Being a father is something Felicia said her son has always looked forward to. Babino said her fiancé has attacked that with the same enthusiasm and energy he does on the football field. DJ recently picked up soccer, so Overshown bought his son a soccer goal and practiced with him often. The two will watch the show “Marvin” before bed almost every night.
The way Overshown has committed to football and family has been expected, but still inspiring to those around him. It’s been so special that they’ve made sure to check in with him from time to time. DiMitri would tell his younger cousin that he doesn’t have to be Superman all the time. Babino would ask him often if he’s sure he’s doing OK. When he came home after tearing three ligaments, she didn’t see someone demoralized.
“At all,” Babino said.
Babino saw someone determined. So did everyone who witnessed his rehabilitation over the last year.
“I’m just blown away by his mental toughness, his grit — we call it competitive stamina — because he’s never wavered,” Cowboys head coach Brian Schottenheimer said. “No one, no one, has attacked rehab as hard as he has, and I think that’s why you’re seeing him back probably earlier than most people thought and playing at a high level.”
Overshown has six tackles and a tackle for loss in limited action in his first two games. He’s been one of a handful of new additions that have helped the Cowboys go from one of the worst defenses in the league, to one of the most resurgent ones.
Now that Overshown has made it back, those around him hope he can sustain it.

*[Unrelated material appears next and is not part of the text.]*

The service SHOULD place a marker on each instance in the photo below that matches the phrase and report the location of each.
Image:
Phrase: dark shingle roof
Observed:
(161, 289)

“Oh, man, I want it more than anything in the world for him,” Brown said. “I want him to go out there and play like he’s a Pro Bowler the rest of the year, make plays, and then I want him to get his second contract. I want everything for him. I want the money for his family, I want him to have success. He deserves every bit of it. And it’s going to happen for him. I truly believe that, because he won’t be denied.”

Dallas Cowboys linebacker DeMarvion Overshown (0) waits for the snap during the second half of an NFL game against the Las Vegas Raiders at Allegiant Stadium, Monday, Nov. 17, 2025, in Las Vegas. The Cowboys defeated the Raiders 33-16.